Marlar looked on the bright side, though: he did set a new track record with his overall fastest lap in time trials.
“We still had a good showing,” Marlar said, “and we went around there faster than anybody ever has, so that’s good.”
Five caution flags slowed the feature.
The first two yellow periods came on lap 14, first for Dylan Yoder of Selinsgrove, Pa., slowing and then Brent Larson of Lake Elmo, Minn., spinning between turns one and two on the restart.
A critical caution period followed on lap 16 when Clanton slowed with a flat left-front tire that was cut in a turn-four scrape with Moran one circuit earlier as they battled for second place. Clanton slipped to fourth before pulling up lame to draw a caution; he pitted and returned to finish 12th.

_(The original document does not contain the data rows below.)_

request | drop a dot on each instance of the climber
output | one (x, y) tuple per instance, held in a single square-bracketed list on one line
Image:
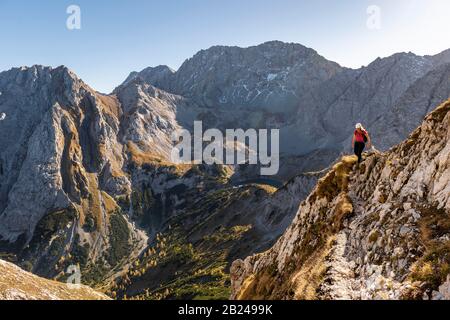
[(360, 138)]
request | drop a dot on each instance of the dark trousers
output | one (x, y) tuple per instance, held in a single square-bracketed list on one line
[(359, 148)]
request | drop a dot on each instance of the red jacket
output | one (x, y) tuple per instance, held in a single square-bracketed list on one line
[(359, 135)]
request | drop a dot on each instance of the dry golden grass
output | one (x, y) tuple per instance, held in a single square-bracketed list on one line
[(139, 158)]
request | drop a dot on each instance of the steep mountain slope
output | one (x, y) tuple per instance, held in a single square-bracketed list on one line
[(379, 231), (269, 76), (16, 284), (314, 102), (415, 103), (86, 182)]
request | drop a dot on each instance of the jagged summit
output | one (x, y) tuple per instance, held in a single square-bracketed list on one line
[(377, 231)]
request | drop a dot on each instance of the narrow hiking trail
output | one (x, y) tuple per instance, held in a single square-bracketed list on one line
[(341, 281)]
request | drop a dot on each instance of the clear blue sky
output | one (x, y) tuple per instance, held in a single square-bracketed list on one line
[(118, 37)]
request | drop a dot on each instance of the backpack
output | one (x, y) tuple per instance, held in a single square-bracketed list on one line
[(364, 136)]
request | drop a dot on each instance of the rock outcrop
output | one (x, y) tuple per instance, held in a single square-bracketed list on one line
[(379, 230), (16, 284)]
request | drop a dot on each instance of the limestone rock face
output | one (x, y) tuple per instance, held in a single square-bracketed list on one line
[(314, 102), (374, 231), (16, 284)]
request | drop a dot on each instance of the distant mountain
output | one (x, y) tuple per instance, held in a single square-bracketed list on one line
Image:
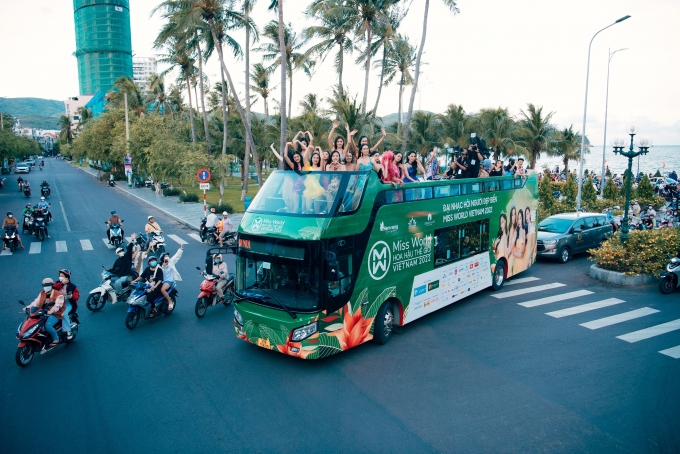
[(19, 107)]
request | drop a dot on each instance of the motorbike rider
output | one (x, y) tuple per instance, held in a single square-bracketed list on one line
[(170, 274), (70, 291), (153, 274), (151, 226), (10, 221), (114, 219), (220, 269), (122, 267), (51, 295)]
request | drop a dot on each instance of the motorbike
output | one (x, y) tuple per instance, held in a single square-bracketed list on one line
[(669, 279), (157, 249), (140, 308), (208, 296), (33, 337), (39, 225), (116, 234), (10, 239), (99, 296)]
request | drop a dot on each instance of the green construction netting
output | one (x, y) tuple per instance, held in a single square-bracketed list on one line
[(103, 43)]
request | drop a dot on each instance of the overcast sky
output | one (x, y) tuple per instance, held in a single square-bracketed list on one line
[(493, 53)]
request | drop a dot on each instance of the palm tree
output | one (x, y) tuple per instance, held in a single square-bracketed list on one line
[(333, 31), (178, 58), (66, 129), (535, 133), (295, 59), (361, 16), (400, 61), (451, 4), (567, 144), (260, 79)]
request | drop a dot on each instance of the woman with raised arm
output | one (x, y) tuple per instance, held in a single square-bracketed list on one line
[(364, 140)]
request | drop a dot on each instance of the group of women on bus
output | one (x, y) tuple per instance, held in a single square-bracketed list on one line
[(515, 239)]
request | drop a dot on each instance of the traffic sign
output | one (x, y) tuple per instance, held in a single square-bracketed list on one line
[(203, 175)]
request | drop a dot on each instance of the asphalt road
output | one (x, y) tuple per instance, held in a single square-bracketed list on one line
[(483, 375)]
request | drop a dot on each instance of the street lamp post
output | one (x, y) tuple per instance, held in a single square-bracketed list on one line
[(606, 107), (618, 145), (585, 110)]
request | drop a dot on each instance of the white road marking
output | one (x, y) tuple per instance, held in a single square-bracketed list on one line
[(585, 308), (524, 291), (619, 318), (521, 280), (672, 352), (553, 299), (65, 218), (652, 331), (177, 239)]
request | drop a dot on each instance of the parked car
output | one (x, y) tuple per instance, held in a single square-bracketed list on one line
[(562, 235), (22, 167)]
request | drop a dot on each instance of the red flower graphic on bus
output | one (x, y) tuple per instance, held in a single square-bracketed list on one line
[(355, 329)]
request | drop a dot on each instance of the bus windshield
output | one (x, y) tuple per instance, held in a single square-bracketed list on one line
[(317, 194)]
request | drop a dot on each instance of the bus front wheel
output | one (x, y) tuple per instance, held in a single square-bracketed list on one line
[(499, 276), (384, 324)]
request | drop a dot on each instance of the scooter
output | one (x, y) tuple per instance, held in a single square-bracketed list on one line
[(208, 296), (116, 234), (99, 296), (33, 337), (140, 308), (669, 279)]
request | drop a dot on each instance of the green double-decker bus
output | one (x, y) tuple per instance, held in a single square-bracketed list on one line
[(327, 261)]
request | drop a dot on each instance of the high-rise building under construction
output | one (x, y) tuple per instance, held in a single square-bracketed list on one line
[(103, 43)]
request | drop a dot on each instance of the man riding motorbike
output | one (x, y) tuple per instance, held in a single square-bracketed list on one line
[(10, 221), (122, 267), (170, 274), (114, 219), (51, 295), (154, 275)]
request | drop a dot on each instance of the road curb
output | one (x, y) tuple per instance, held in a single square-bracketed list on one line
[(613, 277), (176, 218)]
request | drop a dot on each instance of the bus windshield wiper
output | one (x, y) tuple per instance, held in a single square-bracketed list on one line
[(269, 295)]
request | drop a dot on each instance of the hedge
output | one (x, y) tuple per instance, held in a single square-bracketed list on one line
[(646, 251)]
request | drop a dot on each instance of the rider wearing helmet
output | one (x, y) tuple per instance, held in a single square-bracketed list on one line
[(153, 274), (50, 295), (114, 219), (11, 222)]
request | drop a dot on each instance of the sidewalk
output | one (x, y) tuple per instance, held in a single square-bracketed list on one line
[(189, 214)]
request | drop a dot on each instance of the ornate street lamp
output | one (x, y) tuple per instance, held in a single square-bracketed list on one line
[(619, 145)]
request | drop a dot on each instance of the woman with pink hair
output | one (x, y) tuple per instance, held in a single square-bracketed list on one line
[(390, 170)]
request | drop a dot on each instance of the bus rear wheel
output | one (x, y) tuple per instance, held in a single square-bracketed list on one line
[(384, 324), (498, 276)]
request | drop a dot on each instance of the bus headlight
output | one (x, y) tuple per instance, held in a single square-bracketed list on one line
[(304, 332), (238, 317)]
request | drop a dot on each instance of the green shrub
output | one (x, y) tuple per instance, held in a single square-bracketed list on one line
[(188, 197), (219, 209), (167, 192), (646, 251)]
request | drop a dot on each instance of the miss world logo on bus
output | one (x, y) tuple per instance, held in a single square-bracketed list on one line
[(379, 260)]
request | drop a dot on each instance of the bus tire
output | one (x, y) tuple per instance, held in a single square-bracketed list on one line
[(384, 324), (498, 278)]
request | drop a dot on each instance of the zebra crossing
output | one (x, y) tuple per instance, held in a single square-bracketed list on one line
[(85, 244), (593, 307)]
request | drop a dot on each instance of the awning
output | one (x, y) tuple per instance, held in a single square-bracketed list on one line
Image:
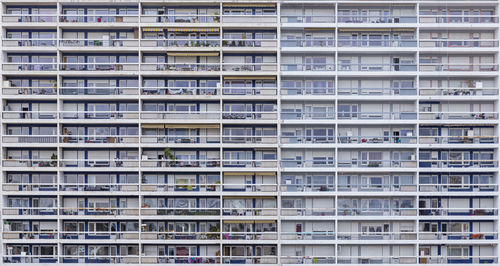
[(193, 29), (193, 54), (189, 126), (249, 5), (250, 77), (152, 29)]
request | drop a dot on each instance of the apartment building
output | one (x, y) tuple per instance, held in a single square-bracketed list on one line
[(277, 132)]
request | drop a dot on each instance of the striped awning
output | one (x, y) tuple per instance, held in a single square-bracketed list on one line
[(193, 29), (193, 54), (152, 29)]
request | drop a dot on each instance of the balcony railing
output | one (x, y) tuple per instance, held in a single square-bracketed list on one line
[(328, 211), (99, 91), (347, 42), (458, 19), (376, 19), (458, 163), (377, 211), (459, 67), (111, 66), (181, 67), (378, 163), (35, 115), (457, 211), (458, 235), (307, 163), (180, 42), (377, 139), (111, 18), (307, 91), (314, 42), (471, 43), (377, 115), (180, 18), (458, 139), (99, 163), (180, 91), (307, 139), (249, 67), (307, 115), (377, 67), (249, 18), (308, 67), (29, 139), (181, 139), (29, 66), (457, 187), (99, 139), (215, 162), (308, 19), (459, 91), (154, 211), (458, 115), (99, 43), (249, 43), (377, 235), (29, 90), (29, 18), (33, 42), (307, 188), (98, 115), (378, 91)]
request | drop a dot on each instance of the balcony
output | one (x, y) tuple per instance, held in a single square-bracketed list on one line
[(152, 211), (99, 91), (180, 67), (249, 43), (308, 19), (9, 18), (181, 163), (458, 91), (350, 42), (307, 91), (109, 115), (458, 115), (458, 19), (377, 67), (180, 43), (457, 211), (102, 139), (109, 18), (458, 67), (307, 67), (33, 42), (458, 139), (98, 43), (99, 67), (471, 43), (249, 67), (19, 139), (180, 18), (376, 19), (29, 66), (377, 139), (29, 90), (99, 163), (310, 43)]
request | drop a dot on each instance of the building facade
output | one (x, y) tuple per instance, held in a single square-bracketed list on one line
[(249, 132)]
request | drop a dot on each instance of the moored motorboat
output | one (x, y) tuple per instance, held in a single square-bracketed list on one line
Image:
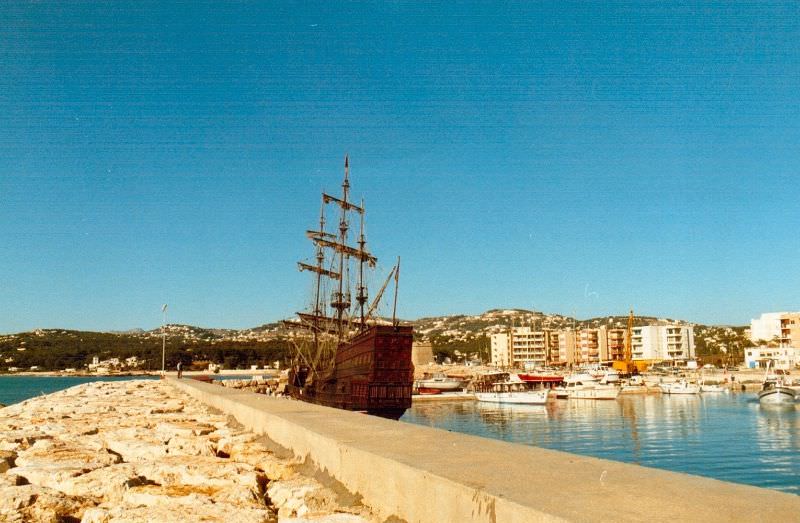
[(680, 386), (710, 386), (440, 382), (633, 385), (586, 386), (775, 392), (509, 389)]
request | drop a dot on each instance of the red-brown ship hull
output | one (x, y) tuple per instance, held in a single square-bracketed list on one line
[(372, 373)]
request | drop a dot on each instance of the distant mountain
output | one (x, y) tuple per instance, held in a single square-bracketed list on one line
[(465, 333)]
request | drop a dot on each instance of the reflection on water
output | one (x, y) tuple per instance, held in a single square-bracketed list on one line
[(724, 436)]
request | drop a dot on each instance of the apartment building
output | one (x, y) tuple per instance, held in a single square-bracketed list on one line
[(500, 350), (790, 329), (767, 327), (663, 342), (616, 344), (776, 357), (524, 346)]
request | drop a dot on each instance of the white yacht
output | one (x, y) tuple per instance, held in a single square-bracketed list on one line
[(510, 390), (585, 386), (775, 391), (680, 386)]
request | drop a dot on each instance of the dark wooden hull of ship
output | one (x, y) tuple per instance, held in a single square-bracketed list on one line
[(372, 373)]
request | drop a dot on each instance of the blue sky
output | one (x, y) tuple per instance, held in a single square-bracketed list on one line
[(577, 158)]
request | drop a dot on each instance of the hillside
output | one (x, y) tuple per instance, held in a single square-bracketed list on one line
[(457, 336)]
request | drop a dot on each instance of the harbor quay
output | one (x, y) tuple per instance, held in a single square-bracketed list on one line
[(421, 474), (183, 450)]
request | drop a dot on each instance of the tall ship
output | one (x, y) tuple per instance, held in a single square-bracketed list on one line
[(347, 356)]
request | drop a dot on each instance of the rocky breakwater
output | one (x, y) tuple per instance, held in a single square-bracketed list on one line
[(141, 451)]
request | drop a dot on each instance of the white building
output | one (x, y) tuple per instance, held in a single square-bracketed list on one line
[(663, 342), (767, 327), (501, 355), (781, 357)]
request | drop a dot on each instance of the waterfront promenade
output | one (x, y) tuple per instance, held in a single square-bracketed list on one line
[(422, 474), (154, 451)]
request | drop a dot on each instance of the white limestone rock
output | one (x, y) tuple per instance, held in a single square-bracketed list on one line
[(35, 503), (7, 458)]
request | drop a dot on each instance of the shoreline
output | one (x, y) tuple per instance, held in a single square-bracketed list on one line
[(143, 450), (62, 374)]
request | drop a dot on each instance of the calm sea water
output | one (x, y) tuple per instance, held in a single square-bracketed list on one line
[(14, 389), (723, 436), (726, 436)]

Then, on lap 22, Sheppard’s blue No. 1 suddenly fell off the pace on the homestretch, engulfed in thick white smoke due to terminal engine trouble. He slowed to bring out a caution flag and was pushed into the pit area as the 22nd-place finisher, dealing a potentially killer blow to his hopes of repeating as WoO champion as he fell 74 points behind Madden.
Erb triggered the final caution flag on lap 48 when he run from the 10th starting spot to fourth place was dive-bombed by a blown right-rear tire. He pitted and came back to finish 15th.
Notes: Madden registered his 22nd career win on the WoO circuit. … Coleby Frye felt fortunate to salvage a sixth-place finish after his Larry Baer-owned car sustained right-front suspension damage on lap 33 when he ran out of racing room off turn four while battling for fifth with Eckert and clipped the outside guardrail. … Jason Covert of York Haven, Pa., recovered from a flat right-front tire that knocked him from a transfer spot in his heat to win a B-main, but he retired early from the feature and was credited with a 21st-place finish. … Making his first career WoO A-main start, Randy Christine Jr. of Manchester, Pa., was the last driver on the lead lap in 16th place. … Matt Cosner of Ridgeley, W.Va., scratched from competition after his car was felled by a broken engine lifter during hot laps. … Justin Weaver of Williamsport, Md., had a rough debut in the Coleman No. 72, failing to qualify after breaking a water pump during hot laps and then blowing a tire in his heat race. … Cars throughout the pit area sported decals remembering central Pennsylvania 410 sprint car star Greg Hodnett, who was killed two days earlier in a crash at BAPS Motor Speedway in Newberrytown, Pa. The feature’s four-wide pace lap was also extended an additional circuit so the pole position could be left open in a missing man formation to honor Hodnett.